The valve arrangement is further improved when the valve actuator comprises an actuator rod and a coupling is provided that connects a closing element of the valve to the actuator rod. This simplifies assembly. The coupling can be embodied in this case to permit a twisting of the actuator rod and the closing element against each other and to transmit an axial force. In this case, for example, a solution as demonstrated in EP 3271623 B1 can be used. An impairment of the function of the valve arrangement arising from the opposing introduction of torques is thereby reduced.

According to another improvement of the valve arrangement, the closing element can pass through a housing feedthrough.
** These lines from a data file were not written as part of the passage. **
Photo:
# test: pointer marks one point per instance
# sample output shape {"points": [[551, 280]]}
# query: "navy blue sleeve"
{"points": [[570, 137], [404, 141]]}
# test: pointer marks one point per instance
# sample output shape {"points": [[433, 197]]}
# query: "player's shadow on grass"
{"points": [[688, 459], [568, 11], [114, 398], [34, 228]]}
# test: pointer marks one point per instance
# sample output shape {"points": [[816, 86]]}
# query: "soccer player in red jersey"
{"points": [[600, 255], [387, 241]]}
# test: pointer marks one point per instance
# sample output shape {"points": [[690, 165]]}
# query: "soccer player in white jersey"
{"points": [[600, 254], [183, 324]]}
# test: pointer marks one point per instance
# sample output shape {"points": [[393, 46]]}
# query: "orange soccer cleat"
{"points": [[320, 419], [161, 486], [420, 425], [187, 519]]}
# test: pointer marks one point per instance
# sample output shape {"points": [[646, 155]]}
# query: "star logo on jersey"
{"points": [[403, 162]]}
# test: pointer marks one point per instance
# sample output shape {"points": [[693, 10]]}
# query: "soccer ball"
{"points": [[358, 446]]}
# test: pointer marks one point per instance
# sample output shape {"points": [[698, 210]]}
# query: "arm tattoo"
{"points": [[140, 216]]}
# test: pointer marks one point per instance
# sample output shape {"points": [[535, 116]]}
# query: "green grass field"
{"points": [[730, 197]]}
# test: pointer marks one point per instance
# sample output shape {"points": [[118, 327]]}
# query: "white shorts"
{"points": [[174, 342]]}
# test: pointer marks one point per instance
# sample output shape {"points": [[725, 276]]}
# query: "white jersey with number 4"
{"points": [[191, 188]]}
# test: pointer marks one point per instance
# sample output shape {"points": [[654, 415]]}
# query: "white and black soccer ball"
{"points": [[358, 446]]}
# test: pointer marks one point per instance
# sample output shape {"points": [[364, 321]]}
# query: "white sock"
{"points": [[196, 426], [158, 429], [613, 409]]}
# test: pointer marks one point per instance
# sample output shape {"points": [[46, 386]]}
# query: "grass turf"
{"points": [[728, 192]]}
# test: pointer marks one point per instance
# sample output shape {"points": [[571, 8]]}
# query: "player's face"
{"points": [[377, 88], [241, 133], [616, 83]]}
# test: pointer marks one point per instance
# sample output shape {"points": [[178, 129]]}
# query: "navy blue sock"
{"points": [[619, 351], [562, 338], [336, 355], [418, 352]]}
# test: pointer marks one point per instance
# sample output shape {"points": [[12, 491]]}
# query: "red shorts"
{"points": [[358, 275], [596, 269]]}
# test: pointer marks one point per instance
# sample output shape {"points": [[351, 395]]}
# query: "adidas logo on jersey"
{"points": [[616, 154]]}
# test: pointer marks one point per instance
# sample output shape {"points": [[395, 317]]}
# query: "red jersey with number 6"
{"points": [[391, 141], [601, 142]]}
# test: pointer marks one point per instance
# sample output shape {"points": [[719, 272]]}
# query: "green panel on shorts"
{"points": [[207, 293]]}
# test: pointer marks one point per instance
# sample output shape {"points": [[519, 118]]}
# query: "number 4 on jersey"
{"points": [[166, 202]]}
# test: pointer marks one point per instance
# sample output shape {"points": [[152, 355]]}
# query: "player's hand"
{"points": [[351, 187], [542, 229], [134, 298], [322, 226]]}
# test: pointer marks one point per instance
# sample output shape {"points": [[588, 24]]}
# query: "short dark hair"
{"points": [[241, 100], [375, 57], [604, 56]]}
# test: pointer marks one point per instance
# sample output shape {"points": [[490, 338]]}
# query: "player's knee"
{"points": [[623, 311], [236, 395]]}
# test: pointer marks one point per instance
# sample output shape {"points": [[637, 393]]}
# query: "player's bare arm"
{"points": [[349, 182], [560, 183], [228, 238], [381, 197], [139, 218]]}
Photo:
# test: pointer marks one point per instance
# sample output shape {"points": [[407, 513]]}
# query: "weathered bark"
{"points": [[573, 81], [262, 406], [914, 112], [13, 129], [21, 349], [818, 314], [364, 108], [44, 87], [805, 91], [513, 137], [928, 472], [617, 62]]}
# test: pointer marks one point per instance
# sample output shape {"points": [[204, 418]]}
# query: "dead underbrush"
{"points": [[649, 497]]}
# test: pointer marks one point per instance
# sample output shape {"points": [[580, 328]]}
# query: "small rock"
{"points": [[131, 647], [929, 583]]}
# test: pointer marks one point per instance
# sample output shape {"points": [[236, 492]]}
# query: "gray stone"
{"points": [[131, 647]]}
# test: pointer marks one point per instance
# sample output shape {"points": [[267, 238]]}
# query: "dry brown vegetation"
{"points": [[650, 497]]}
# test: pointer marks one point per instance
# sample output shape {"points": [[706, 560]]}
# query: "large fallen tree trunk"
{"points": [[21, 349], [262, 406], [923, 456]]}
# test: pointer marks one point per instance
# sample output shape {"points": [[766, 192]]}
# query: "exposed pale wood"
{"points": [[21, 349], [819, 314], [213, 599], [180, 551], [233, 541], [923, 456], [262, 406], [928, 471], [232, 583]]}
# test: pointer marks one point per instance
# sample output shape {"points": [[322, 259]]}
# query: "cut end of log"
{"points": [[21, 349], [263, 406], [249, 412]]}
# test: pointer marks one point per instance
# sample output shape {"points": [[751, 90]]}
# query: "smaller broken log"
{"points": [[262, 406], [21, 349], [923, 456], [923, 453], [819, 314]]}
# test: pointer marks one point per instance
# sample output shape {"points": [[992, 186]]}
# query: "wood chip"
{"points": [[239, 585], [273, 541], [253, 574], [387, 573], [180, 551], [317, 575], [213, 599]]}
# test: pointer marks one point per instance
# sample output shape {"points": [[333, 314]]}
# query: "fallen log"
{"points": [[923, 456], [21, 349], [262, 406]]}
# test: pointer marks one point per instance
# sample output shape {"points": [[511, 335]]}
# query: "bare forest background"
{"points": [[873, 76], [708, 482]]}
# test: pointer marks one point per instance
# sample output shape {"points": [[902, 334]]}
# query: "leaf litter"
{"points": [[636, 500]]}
This creates a cost-effective modular design consisting of the valve and valve actuator, in which an interior of the valve is securely separated from the surroundings.
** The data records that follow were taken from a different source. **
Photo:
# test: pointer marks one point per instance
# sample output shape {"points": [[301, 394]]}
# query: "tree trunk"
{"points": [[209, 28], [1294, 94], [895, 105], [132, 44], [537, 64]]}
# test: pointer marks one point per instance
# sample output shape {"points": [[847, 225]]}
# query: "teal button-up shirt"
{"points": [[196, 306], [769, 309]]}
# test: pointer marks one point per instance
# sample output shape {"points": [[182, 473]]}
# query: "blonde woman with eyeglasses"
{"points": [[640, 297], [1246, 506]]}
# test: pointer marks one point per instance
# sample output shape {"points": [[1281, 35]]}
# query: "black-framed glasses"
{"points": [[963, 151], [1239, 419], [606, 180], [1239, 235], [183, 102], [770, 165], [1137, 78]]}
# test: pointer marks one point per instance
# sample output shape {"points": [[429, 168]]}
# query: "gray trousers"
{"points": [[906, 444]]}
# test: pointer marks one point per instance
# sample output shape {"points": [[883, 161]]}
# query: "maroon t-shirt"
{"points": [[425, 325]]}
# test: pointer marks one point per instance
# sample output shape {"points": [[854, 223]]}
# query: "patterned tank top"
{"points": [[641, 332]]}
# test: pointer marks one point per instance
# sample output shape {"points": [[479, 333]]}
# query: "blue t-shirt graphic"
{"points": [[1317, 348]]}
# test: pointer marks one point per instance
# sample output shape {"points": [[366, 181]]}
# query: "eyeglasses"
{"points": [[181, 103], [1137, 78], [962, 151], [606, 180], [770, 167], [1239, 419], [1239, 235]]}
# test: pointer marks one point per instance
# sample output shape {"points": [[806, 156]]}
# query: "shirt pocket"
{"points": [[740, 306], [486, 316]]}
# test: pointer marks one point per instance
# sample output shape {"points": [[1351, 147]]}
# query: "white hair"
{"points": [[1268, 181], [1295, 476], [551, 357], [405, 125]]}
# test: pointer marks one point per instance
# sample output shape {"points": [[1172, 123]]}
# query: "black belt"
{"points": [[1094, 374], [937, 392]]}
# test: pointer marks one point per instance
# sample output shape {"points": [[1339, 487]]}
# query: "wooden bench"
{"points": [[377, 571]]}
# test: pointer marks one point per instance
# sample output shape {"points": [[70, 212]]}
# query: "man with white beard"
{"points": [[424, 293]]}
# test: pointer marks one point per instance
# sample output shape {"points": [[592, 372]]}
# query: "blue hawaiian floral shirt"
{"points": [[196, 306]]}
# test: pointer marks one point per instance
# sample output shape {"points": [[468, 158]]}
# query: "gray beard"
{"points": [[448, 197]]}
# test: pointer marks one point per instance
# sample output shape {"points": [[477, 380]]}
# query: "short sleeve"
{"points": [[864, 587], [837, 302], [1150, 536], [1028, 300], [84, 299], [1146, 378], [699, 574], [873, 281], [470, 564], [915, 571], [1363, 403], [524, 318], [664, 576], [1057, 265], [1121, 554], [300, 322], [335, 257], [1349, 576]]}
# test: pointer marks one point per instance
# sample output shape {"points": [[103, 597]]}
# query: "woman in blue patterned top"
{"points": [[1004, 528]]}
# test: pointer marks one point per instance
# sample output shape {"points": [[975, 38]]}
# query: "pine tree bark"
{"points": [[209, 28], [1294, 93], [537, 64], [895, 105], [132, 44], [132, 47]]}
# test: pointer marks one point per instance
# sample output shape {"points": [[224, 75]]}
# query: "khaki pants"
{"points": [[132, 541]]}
The invention will be described, and the advantages thereof explained in more detail, based on an example and its development.

BRIEF DESCRIPTION OF THE DRAWINGS

FIG. 1 is a schematic and partial sectional view of an arrangement with a valve and a valve actuator.
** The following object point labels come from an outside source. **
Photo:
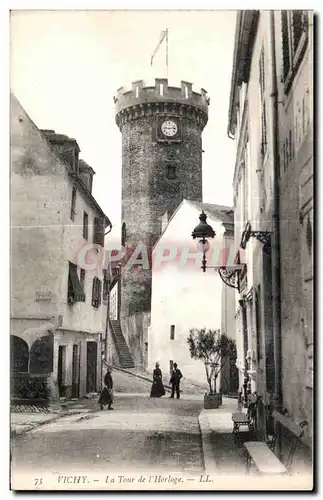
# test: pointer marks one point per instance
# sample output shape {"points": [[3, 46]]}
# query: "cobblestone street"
{"points": [[160, 435]]}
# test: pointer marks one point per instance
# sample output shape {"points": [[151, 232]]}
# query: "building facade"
{"points": [[271, 121], [58, 307], [183, 297], [161, 130]]}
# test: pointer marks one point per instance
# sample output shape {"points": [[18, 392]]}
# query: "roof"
{"points": [[47, 135], [246, 29], [83, 166]]}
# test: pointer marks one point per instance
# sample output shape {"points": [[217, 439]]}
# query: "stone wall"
{"points": [[135, 331]]}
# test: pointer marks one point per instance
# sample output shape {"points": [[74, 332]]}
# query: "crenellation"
{"points": [[161, 92]]}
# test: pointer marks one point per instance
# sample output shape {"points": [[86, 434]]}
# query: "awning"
{"points": [[75, 290]]}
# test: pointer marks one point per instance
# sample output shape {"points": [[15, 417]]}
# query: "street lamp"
{"points": [[230, 275], [203, 230]]}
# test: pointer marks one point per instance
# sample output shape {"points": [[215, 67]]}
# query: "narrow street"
{"points": [[141, 435]]}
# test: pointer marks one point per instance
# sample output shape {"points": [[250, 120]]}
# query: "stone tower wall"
{"points": [[147, 190]]}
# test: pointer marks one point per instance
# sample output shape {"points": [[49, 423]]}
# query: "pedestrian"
{"points": [[175, 381], [157, 389], [106, 396]]}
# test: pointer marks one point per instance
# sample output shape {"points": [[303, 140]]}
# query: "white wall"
{"points": [[182, 295], [113, 311]]}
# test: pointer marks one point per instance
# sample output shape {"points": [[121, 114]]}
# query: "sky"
{"points": [[66, 66]]}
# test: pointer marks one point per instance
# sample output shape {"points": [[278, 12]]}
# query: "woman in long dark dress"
{"points": [[157, 389], [106, 396]]}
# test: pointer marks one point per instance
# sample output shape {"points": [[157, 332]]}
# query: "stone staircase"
{"points": [[125, 357]]}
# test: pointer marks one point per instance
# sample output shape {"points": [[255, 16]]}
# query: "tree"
{"points": [[214, 348]]}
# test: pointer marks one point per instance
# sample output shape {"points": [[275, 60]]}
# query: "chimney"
{"points": [[86, 174], [66, 148]]}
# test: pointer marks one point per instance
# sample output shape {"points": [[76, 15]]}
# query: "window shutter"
{"points": [[286, 55], [94, 292]]}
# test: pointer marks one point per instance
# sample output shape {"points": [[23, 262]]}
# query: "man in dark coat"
{"points": [[175, 381], [106, 396]]}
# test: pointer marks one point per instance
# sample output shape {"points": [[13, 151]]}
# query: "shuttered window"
{"points": [[96, 292], [75, 289], [263, 111], [294, 24], [73, 203]]}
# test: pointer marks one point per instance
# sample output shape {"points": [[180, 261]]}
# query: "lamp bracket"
{"points": [[230, 277]]}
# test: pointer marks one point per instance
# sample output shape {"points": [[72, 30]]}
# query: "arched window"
{"points": [[41, 356], [19, 354]]}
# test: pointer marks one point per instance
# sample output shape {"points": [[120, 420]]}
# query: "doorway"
{"points": [[76, 372], [91, 366], [61, 370]]}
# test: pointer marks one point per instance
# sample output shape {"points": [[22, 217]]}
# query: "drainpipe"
{"points": [[245, 348], [275, 248]]}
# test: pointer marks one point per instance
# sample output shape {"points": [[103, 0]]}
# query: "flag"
{"points": [[162, 36]]}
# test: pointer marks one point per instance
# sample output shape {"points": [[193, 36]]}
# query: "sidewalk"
{"points": [[187, 386], [222, 454], [22, 422]]}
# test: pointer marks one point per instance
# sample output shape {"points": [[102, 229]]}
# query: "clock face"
{"points": [[169, 128]]}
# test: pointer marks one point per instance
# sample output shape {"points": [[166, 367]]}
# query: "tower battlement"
{"points": [[161, 92]]}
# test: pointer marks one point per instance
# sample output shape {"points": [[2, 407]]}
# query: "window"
{"points": [[98, 230], [171, 172], [123, 234], [73, 203], [82, 279], [75, 290], [96, 292], [263, 113], [294, 38], [85, 225]]}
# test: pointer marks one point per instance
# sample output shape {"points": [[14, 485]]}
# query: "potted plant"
{"points": [[215, 349]]}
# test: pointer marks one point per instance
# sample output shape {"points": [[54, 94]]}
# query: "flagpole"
{"points": [[167, 53]]}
FIG. 2 is a schematic section through a valve actuator in a first embodiment.

FIG. 3 is a longitudinal section through a spiral-shaped magnet arrangement.

FIG. 4 is a schematic section through a valve actuator in a development of the first embodiment.

FIG. 5 is a section along the line I-I′ from FIG. 4.

FIG. 6 is a schematic representation of the magnet arrangements and their magnetization.

FIG. 7 is a schematic representation of the magnet arrangements and their magnetization in a first development.

FIG. 8 is a schematic representation of the magnet arrangements and their magnetization in a second development.

DETAILED DESCRIPTION

FIG. 1 schematically shows a section through a valve with a valve housing 1. The valve housing 1 surrounds an interior 2. The valve comprises a first connection 3 and a second connection 4. The connections 3 and 4 can be connected to a pipe or a container of a processing system. The connections 3 and 4 are fluidically connected to the interior 2 and to each other by this interior 2.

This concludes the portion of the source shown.